La cheffe a fait de sa passion pour la gastronomie son métier. Une exception en Jordanie lorsque l’on est une femme. Après avoir étudié le marketing, travaillé dans la publicité, vadrouillé en Angleterre et au Canada en tant que cheffe, elle décide de retourner vivre à Amman et de créer son propre restaurant. Aujourd’hui, c’est activité team building en cuisine avec une vingtaine d’employés d’une entreprise de communication. Ils débourseront entre 35 et 50 JOD par personne, soit entre 39 et 65 euros.

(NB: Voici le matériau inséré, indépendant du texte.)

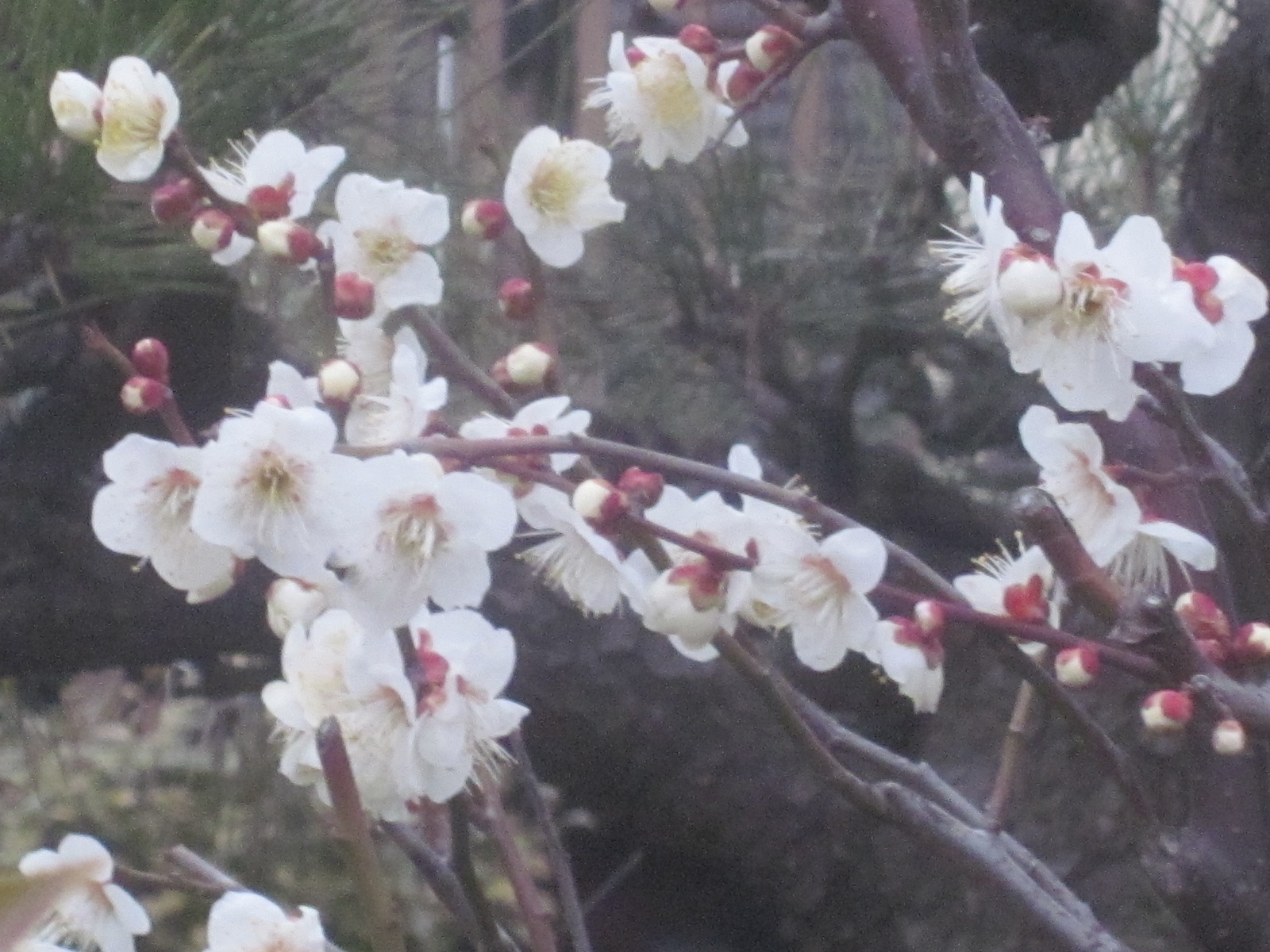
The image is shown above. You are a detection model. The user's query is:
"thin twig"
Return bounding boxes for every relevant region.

Briser les barrières linguistiques

Dans la culture jordanienne, et arabe en général, la cuisine a une place très importante. « La première chose que ma mère me demande quand elle m’appelle, c’est ce que j’ai mangé. C’est un moyen de montrer notre affection », livre la cheffe animée par les discussions autour de la préparation d’un plat ou autour d’un repas. « Ainsi, les barrières linguistiques et sociales sont brisées », ajoute-t-elle. Un combat que menait déjà sa grand-mère, engagée dans le bénévolat dans les années 1940 : « Déterminée, elle souhaitait montrer que les femmes sont tout aussi puissantes que les hommes et qu’elles avaient droit d’avoir leur chance. » Beit Sitti est plus qu'une simple école de cuisine : c'est un lieu où les identités sont multiples et où les employées, des femmes venues de pays comme l’Egypte, l’Irak, la Syrie ou la Palestine partagent leur culture et tissent des liens avec les convives autour du même amour de la cuisine. Que ce soit en soutenant des initiatives locales en faveur des femmes, notamment un partenariat avec l’une d’elles qui produit des épices comme le zaatar ou de l’huile d’olive, mais aussi à travers les cours que les cheffes animent.

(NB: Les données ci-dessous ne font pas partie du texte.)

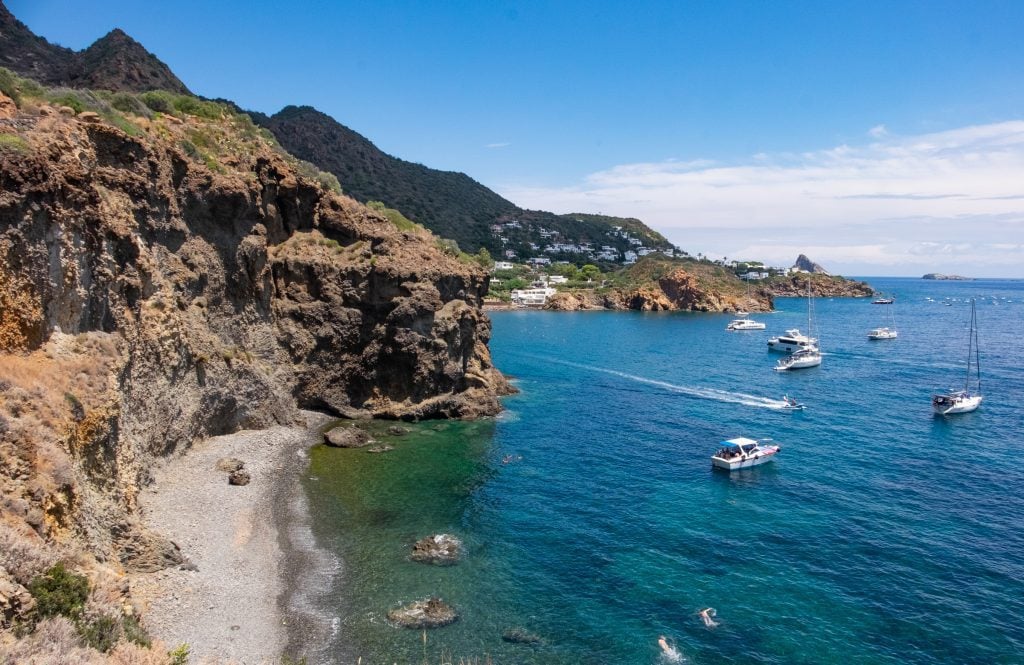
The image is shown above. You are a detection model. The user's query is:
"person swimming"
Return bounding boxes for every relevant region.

Même si la Jordanie s'est développée dans l’emploi des femmes en cuisine, celles-ci restent trop peu nombreuses. « Si la plupart ont du mal à trouver un emploi, elle leur donne la possibilité de gagner leurs vies et d’emmener leurs enfants, si besoin », explique la cheffe qui met fin à l’entretien. Il est midi. « Les convives arrivent, yallah ! (Allons-y) », s'écrie-t-elle. À l’abri du soleil, les apprentis cuisiniers s’installent sur la terrasse et enfilent leur tablier avant de passer à la confection du repas. Au menu : maakloubeh et musakhan rolls, plats emblématiques de la Palestine, d’où vient la cheffe d’Oum Mohammad, qui prépare du thé à la menthe pour ses invités. L’arabe se mêle à l’anglais et les premiers rires éclatent.